A San Francisco Bay Area transit agency and its striking workers made progress in contract talks, and the two sides were set to meet again on Wednesday afternoon, a union negotiator said.
Josie Mooney, a negotiator with Service Employees International Union, Local 1021, spoke early Wednesday morning after a marathon negotiation session with BART train officials that started Tuesday evening.
"We've worked very hard," Mooney told reporters, adding that the two parties were scheduled to meet again at 1 p.m. Wednesday. She said she could not comment further because a mediator has asked the parties not to speak to the media.
Workers, however, remained on strike, snarling the morning commute for a third straight day. BART is the nation's fifth-largest rail system and serves hundreds of thousands of commuters each weekday.
People lined up early for charter buses set up by BART and endured heavy traffic on the San Francisco-Oakland Bay Bridge.
Talks between BART and its unions resumed on Tuesday after political pressure mounted for a settlement. The governor sent two of the state's top mediators -- the chair of the Public Employment Relations Board and the chief of the State Mediation and Conciliation Service -- to facilitate further talks.
A letter from Democratic state officials said the strike has caused "widespread personal hardship and severe economic disruption," and it noted they were disappointed "about the lack of productive proposals and counterproposals in the days leading up to the strike."
Commutes in the region were thrown into chaos when the strike began early Monday after talks with management broke down. BART carries passengers from the farthest reaches of San Francisco's densely populated eastern suburbs to San Francisco International Airport across the bay.
Freeways have choked to a standstill. Lines for ferry service tripled, boats were crammed to standing-room only and ridership on Caltrain increased.

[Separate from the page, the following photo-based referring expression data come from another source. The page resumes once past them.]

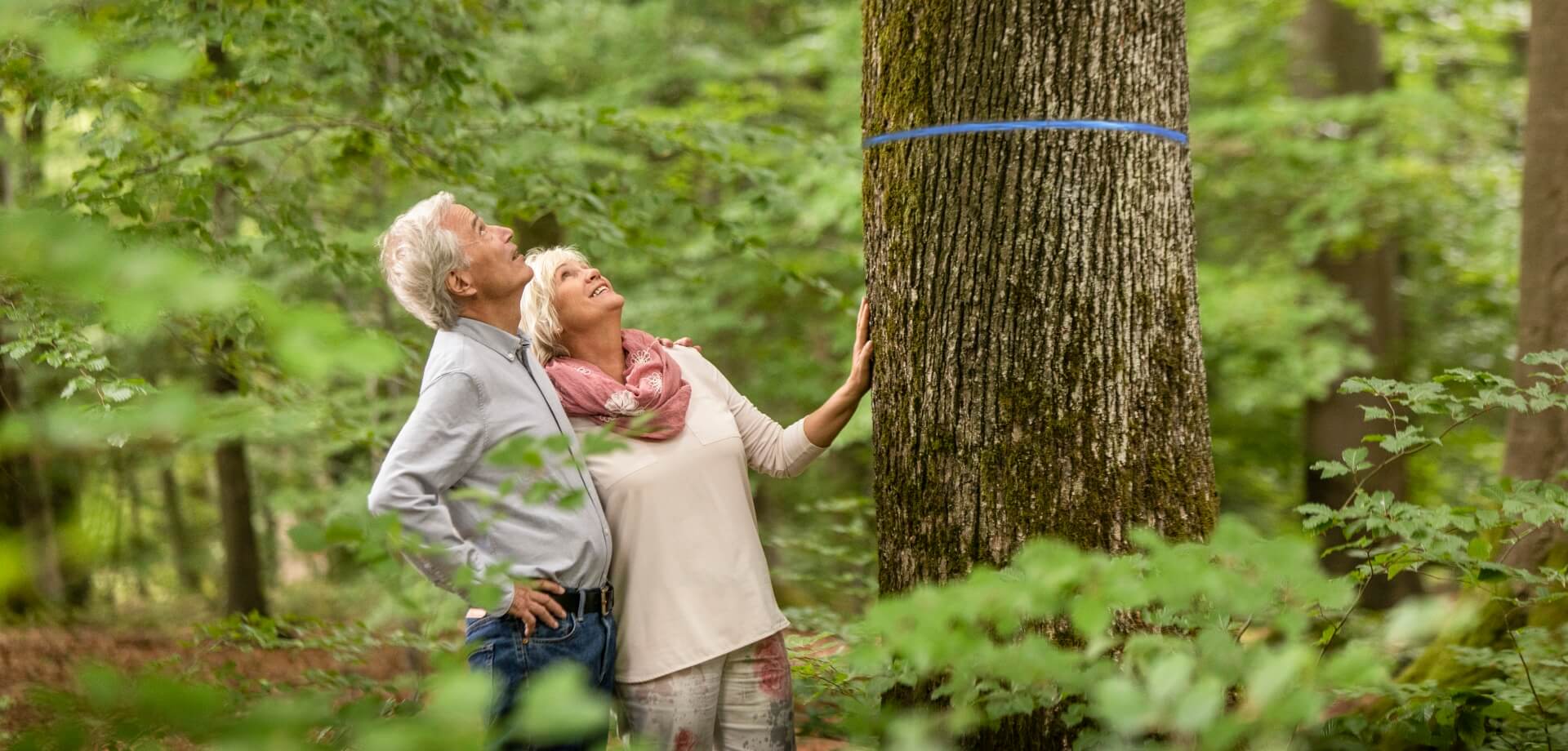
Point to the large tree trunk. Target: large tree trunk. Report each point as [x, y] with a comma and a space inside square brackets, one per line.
[1034, 296]
[1539, 442]
[1338, 56]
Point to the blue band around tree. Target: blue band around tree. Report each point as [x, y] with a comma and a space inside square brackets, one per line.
[991, 127]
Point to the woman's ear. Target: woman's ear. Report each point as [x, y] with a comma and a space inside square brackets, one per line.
[460, 284]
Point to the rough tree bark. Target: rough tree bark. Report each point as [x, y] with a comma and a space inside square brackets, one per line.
[1336, 56]
[1034, 296]
[1537, 442]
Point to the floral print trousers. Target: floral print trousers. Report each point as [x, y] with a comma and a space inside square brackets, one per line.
[741, 701]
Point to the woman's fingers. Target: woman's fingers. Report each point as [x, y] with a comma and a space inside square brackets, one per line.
[862, 323]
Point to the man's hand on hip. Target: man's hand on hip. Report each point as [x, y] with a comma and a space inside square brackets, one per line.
[532, 604]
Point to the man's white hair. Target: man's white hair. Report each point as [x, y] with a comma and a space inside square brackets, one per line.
[417, 255]
[538, 301]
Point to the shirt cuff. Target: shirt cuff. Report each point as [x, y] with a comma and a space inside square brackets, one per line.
[506, 602]
[797, 447]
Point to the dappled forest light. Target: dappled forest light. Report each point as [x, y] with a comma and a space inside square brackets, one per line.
[1218, 380]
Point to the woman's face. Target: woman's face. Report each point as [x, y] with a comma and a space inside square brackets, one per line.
[584, 296]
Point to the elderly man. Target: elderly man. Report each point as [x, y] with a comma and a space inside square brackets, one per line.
[548, 562]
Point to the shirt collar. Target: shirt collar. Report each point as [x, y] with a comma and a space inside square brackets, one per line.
[504, 344]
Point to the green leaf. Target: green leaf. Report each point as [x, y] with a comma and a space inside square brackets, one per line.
[308, 536]
[160, 61]
[66, 52]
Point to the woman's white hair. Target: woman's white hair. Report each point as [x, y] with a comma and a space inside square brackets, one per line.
[417, 255]
[538, 300]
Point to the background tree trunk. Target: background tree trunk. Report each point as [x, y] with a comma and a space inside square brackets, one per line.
[242, 553]
[1336, 56]
[179, 538]
[1539, 442]
[1034, 298]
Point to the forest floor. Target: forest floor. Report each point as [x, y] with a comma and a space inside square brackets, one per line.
[37, 655]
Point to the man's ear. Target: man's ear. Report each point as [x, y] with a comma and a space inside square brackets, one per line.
[460, 284]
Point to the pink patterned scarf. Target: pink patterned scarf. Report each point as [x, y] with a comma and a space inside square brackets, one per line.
[653, 386]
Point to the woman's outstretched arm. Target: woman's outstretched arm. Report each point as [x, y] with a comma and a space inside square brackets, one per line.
[826, 420]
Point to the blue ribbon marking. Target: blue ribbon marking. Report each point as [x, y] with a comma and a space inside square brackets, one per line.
[990, 127]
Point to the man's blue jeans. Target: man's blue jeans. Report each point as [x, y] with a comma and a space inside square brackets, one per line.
[509, 657]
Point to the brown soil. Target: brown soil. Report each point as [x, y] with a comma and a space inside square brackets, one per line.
[51, 655]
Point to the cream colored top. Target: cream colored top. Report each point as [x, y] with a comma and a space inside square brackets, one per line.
[690, 579]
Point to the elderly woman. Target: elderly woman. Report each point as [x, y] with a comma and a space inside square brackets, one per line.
[702, 659]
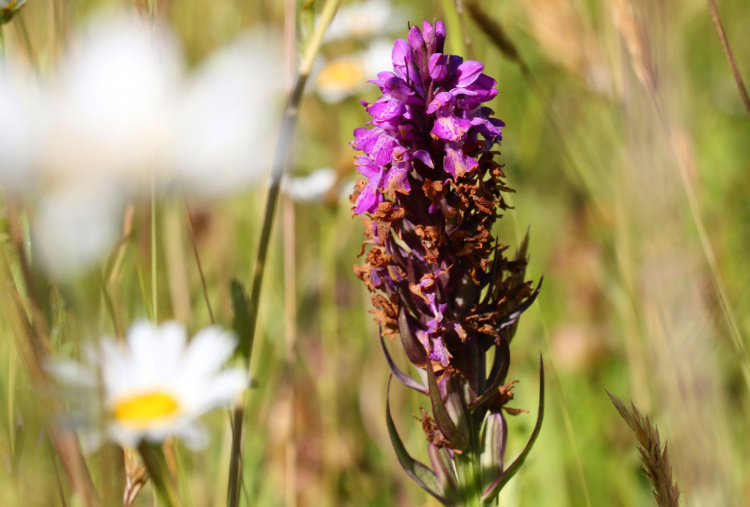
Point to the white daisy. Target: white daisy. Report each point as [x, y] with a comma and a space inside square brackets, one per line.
[158, 384]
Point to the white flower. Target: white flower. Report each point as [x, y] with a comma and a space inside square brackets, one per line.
[226, 120]
[22, 126]
[158, 385]
[364, 20]
[76, 225]
[111, 105]
[345, 76]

BART, with 44 stations in four counties and 104 miles of lines, handles more than 40 percent of commuters coming from the East Bay to San Francisco, said John Goodwin, a spokesman for the Metropolitan Transportation Commission.

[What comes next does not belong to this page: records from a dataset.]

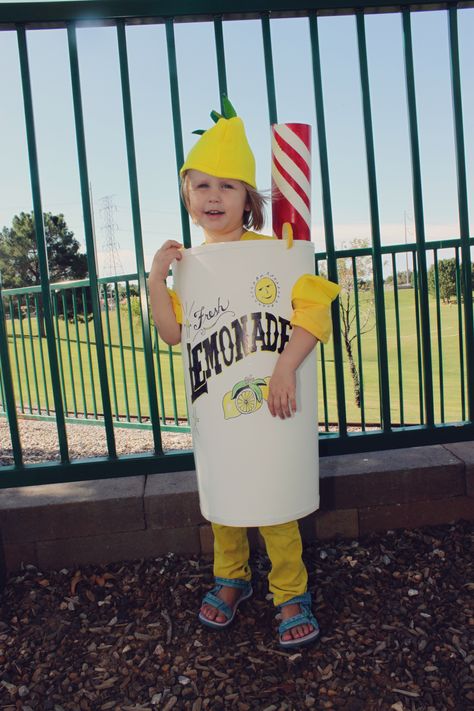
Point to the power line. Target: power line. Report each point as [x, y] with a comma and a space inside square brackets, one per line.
[110, 245]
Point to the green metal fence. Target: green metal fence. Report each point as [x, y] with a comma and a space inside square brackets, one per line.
[86, 351]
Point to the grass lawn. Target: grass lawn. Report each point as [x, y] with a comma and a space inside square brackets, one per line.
[128, 382]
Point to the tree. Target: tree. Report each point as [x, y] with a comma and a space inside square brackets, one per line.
[19, 263]
[347, 306]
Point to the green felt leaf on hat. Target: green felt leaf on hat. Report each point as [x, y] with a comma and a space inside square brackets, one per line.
[215, 116]
[229, 111]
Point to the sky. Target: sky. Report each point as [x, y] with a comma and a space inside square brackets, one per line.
[198, 85]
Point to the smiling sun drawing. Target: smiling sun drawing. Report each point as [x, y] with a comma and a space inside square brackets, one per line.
[266, 289]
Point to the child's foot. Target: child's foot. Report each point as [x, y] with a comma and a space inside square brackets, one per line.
[295, 632]
[299, 626]
[220, 604]
[227, 595]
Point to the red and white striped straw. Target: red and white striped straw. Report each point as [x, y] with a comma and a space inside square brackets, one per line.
[291, 178]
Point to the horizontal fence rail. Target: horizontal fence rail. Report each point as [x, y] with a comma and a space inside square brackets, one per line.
[399, 370]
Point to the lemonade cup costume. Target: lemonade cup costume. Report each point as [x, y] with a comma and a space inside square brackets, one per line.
[237, 303]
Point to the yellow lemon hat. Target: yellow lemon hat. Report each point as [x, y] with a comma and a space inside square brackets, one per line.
[223, 150]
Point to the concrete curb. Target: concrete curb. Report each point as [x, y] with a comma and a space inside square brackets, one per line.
[96, 522]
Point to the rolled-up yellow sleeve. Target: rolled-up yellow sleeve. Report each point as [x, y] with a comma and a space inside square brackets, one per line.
[311, 299]
[176, 303]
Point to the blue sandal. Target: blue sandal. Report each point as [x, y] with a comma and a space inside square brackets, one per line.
[211, 599]
[305, 617]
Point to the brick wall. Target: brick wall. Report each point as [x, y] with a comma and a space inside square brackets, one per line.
[61, 525]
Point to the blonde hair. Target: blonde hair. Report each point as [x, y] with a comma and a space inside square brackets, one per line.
[253, 219]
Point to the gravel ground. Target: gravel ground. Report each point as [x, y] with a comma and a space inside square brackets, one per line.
[40, 442]
[395, 611]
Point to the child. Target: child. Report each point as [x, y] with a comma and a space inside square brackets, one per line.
[219, 190]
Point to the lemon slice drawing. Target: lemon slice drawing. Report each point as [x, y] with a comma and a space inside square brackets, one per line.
[246, 402]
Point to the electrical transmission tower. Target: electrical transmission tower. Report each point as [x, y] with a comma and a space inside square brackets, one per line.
[110, 245]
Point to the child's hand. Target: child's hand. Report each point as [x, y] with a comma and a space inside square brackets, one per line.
[170, 251]
[282, 391]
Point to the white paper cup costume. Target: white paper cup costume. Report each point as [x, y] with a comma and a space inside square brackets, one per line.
[253, 469]
[235, 304]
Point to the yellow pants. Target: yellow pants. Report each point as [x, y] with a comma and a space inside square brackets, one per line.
[287, 577]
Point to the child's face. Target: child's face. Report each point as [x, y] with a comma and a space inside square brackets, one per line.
[217, 204]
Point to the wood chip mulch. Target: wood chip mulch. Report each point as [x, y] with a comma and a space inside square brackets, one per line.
[396, 613]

Transit authorities have made accommodations to help during the strike, including longer carpool lane hours and additional ferries and buses.
The striking unions and management have previously reported being far apart on key issues including salary, pensions, health care and safety.
The unions -- which represent nearly 2,400 train operators, station agents, mechanics, maintenance workers and professional staff -- want a 5 percent raise each year over the next three years.
BART said union train operators and station agents average about $71,000 in base salary and $11,000 in overtime annually. The workers also pay a flat $92 monthly fee for health insurance.